This is the configuration screen for the Import Descendants provider. This example uses a simple configuration to import a few PDFs from a local Windows folder. Configuration is divided into four sections:

  • General
  • Processing Options
  • Disposition
  • Batch Creation

Cmis-import-import-decendants-1.png

General Settings

At bare minimum, you will need to tell Grooper where to look for the imported files. That is, mostly, what the General property settings are for.

In this case, we want to import the PDF files in this folder on the local hard drive.

Cmis-import-import-decendants-2.png

As discused earlier, there are some minimum requirements before configuring Import Desendants.

  1. Here, a CMIS Connection has been made and a child CMIS Repository has been imported.
    • In this case, the NTFS binding was used for the CMIS Connection's Connection Type. The folder named "Import and Export" was imported as the CMIS Repository.
  2. The folder named "Grooper Import Folder" is where we want to import from.

Cmis-import-import-decendants-3.png

Back top the Import Descendants configuration screen, the CMIS Repository object is used to point Grooper to this folder location for import.

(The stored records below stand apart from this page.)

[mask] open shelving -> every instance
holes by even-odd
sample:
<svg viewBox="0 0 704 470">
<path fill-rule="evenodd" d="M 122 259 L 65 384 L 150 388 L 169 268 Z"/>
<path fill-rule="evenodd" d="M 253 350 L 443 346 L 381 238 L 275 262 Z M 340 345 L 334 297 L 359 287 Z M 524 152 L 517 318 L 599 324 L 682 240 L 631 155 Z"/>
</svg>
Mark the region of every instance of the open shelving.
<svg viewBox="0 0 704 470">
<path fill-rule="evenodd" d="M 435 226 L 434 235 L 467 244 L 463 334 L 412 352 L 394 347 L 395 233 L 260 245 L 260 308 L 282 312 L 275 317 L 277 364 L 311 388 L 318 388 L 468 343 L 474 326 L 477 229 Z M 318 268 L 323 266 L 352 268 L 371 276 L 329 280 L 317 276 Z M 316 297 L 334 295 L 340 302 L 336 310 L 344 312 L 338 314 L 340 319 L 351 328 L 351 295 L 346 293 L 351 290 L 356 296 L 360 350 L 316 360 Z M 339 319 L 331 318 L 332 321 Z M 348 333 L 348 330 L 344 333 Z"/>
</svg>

  • The Repository property is configured to assign the CMIS Repository where the documents are located.
    • Here the CMIS Repository named "Import and Export" connecting to the "Import and Export" folder of the local drive.
  • The Base Folder property is configured to traverse the folder structure of the CMIS Repository.
    • Here, we don't want to import all documents from every folder in the "Import and Export" folder. We just want to import from the "Grooper Import Folder".
  • The Import Filter property allows you to perform some basic import filtering to selectively choose which documents you want to import.
    • SELECT * FROM File is the default filter. It will import all files from the selected folder location.
    • This is a SQL-like query to specify conditions for document import. However, the Import Query Results provider was created to expand on this functionality and provides more filtering options as well as a simpler interface to perform the query (for the CMIS Bindings capable of utilizing this functionality).
  • The Content Type property allows you to optionally assign the incoming documents with a Document Type.
    • You can use this property to assign a default classification for all incoming documents.

Cmis-import-import-decendants-4.png

Processing Options Settings

The most important part of the Processing Options property section is the Import Mode property.

The Import Mode property allows control over the connections Grooper makes and/or retains to the imported documents.

For importing, documents contain two important sets of information:

  • Content - Images and native text data
  • Properties - Metadata associated with the file. Digital information, such as the document's filename, file type, creation date, and more.

Depending on the Import Mode selected all, some, or none of this information will be copied to your Grooper Repository's file store (in the case of the document's content) and database (in the case of the document's properties). See below for more in depth explanation of each of the Import Mode options.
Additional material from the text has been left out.